South Atlantic Blueprint Team and Southeast Climate Adaptation Science Center co-sponsored Science Seminar (Third Thursday Web Forum)
Speaker: Dr. Michelle Moorman, US Fish & Wildlife Service
Coastal wetland ecosystems provide critical habitat for many of the U.S. FWS's trust species, and they deliver important ecological functions. Two recognized threats to coastal wetland stability and the wildlife that depend on these ecosystems are the projected acceleration of rates of sea-level rise (SLR) and/or wetland subsidence. Uncertainty over the future of our coastal wetlands, particularly when considering static SLR inundation models, has motivated the U.S. FWS National Wildlife Refuge System to undertake systematic monitoring of coastal wetlands in NWRs across the country to determine if they will be resilient to SLR or undergo an ecological transformation.

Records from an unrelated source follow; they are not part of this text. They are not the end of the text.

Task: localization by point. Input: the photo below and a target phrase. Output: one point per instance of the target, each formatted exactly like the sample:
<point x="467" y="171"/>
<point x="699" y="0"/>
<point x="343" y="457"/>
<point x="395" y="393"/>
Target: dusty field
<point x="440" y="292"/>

This will provide one piece of critical information needed to identify management actions needed to resist, accept or direct ecological transformations of coastal wetlands in the NWR system (Ezer and Atkinson 2014; Beckett et al. 2016).

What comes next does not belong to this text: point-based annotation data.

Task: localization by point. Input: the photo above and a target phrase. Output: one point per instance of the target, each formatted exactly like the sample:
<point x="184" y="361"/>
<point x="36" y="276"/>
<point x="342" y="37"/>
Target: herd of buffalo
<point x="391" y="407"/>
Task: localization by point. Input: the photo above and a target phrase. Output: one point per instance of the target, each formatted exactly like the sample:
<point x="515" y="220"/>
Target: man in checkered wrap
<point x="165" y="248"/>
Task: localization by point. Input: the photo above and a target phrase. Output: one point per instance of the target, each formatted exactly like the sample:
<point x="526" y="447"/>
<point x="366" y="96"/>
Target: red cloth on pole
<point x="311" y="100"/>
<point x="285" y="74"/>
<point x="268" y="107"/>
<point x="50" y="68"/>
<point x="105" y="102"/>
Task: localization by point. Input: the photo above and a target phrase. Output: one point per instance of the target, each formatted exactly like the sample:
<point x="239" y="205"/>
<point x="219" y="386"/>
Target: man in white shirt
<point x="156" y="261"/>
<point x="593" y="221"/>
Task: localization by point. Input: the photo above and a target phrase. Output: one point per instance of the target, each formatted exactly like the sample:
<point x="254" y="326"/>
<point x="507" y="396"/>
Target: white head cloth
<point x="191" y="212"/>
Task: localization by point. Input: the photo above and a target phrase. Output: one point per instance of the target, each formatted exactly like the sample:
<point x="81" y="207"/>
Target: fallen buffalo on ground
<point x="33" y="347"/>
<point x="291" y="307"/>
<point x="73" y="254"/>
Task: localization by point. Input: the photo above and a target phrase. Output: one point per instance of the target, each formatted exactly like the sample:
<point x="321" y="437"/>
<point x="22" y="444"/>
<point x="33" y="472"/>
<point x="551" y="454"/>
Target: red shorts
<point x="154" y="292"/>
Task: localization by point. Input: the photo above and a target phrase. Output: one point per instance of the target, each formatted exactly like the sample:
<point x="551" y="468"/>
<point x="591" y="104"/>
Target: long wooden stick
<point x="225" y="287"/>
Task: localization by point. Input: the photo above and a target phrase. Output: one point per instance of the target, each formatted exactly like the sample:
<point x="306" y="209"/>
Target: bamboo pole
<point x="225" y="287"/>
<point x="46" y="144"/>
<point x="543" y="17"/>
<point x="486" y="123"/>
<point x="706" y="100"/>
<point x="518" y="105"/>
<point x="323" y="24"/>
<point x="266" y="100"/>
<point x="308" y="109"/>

Coastal Wetland Elevation Monitoring (CWEM) Program has monitored site-specific surface elevation and accretion trends for priority coastal wetland habitats on NWR across the South Atlantic Basin since 2012. We have determined rates of wetland elevation change and compared them to NOAA estimates of sea level rise across four coastal habitat types: oligohaline marshes, salt marshes, forested wetlands, and pocosin wetlands. In the long run, this effort will improve our understanding of processes that may be contributing to the resilience or lack thereof within each coastal wetland type. Results also will help managers make ecologically informed decisions with respect to conservation and management on refuges, such as whether restoration or transformative actions should be considered for implementation.